Con i prezzi di mais e cereali a paglia ai minimi storici, gli imprenditori agricoli devono cercare soluzioni alternative per far tornare il conto economico delle aziende. Molti, ad esempio, provano a incrementare le rese agendo sulla concimazione o scegliendo varietà particolarmente performanti. Antonio Duchi, agricoltore lombardo che coltiva 180 ettari divisi in tre corpi aziendali nella zona di Gadesco Pieve Delmona in provincia di Cremona, propone una via diversa per garantire la redditività: «L'aspetto più importante – spiega – non è affannarsi per un paio di quintali in più a ettaro di granella, bensì la riduzione dei costi». Infatti, Duchi da oltre trent'anni pratica la semina diretta per i cereali a paglia, da dieci utilizza la minima lavorazione e da tre lo strip till per mais, soia, bietole e girasole. La superficie coltivata, di consistenza media, tendente al limoso, è così suddivisa: 50 ettari di cereali a paglia, altrettanti di mais, 40 di girasole, 20 di soia, 10 di bietole, 5 di ceci.

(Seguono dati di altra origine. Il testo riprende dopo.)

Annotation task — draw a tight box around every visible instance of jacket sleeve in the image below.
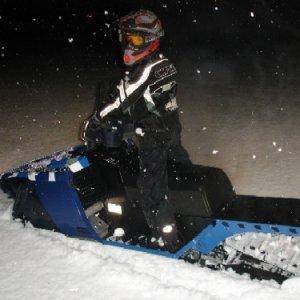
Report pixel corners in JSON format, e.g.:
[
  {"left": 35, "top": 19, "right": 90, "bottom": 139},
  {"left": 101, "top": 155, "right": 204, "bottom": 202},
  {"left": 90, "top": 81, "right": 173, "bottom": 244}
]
[{"left": 99, "top": 59, "right": 168, "bottom": 118}]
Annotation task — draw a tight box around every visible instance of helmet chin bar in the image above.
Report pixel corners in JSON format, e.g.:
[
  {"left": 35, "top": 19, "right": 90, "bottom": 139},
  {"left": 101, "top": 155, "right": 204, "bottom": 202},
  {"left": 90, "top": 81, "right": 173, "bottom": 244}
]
[{"left": 123, "top": 40, "right": 159, "bottom": 66}]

Per eseguire lo strip till Duchi si avvale dello Strip Hawk, una macchina progettata da M.O.M per unire in una sola fase l’aratura, l’estirpatura, la concimazione e l’erpicatura creando strisce equidistanti tra loro da 45 a 75 cm alla velocità media di 10km/h. Mais, soia e girasole sono seminati con una Kinze, mentre i cereali a paglia con una Gaspardo. Duchi esegue tutte le lavorazioni da solo, eccetto la raccolta, per la quale si avvale di un terzista. Per gestire un’azienda in questo modo l’innovazione è fondamentale: infatti, tutti gli attrezzi agricoli (oltre alle seminatrici anche spandiconcime e botte per il diserbo) sono controllati con un sistema Gps fornito da Spektra Agri.
«Utilizzando queste tecniche – racconta Duchi – non si impiega l’erpice rotante che di solito serve a risolvere le magagne che possono crearsi in campo. Quindi bisogna intervenire quando il terreno è perfettamente in tempera. Poi bisogna imparare a gestire i residui colturali. I costi si riducono parecchio: meno carburante, meno ore lavorate, anche perché con lo strip till si viaggia a 2 ettari l’ora, minor impiego delle macchine e quindi minori costi di manutenzione».
Da quest’anno l’imprenditore lombardo utilizzerà anche le cover crops sia estive che autunnali (dopo i cereali a paglia e dopo le bietole) per aumentare la sostanza organica. «Se c’è un’annata particolarmente piovosa – precisa Duchi – la semina si può ritardare, ma se si va troppo oltre le finestre stabilite posso variare le colture da piantare: insomma, a mio parere strip tillage e semina diretta sono tecniche validissime ma serve la mentalità giusta per applicarle».
Per quanto riguarda le rese, i terreni della bassa lombarda coltivati senza l’aratro garantiscono risultati in linea con la media della zona: «Nelle prime annate in cui si fa semina diretta o strip till – ammette Duchi – le rese calano un po’, ma poi ritornano a livelli normali man mano che il terreno si arricchisce di sostanza organica. Però, più che accanirsi sulle rese – sottolinea l’agricoltore cremonese – bisogna concentrarsi sui costi: senza aratura le spese si riducono parecchio e compensano ampiamente l’eventuale leggero calo dei volumi di granella raccolti». Inoltre, nei primi anni di gestione colturale con la lavorazione a strisce, l’imprenditore lombardo ha goduto dei contributi Psr previsti per l’agricoltura conservativa, un sostegno concesso in molte regioni, anche se non in tutte, che aiuta a compensare le eventuali perdite di raccolto.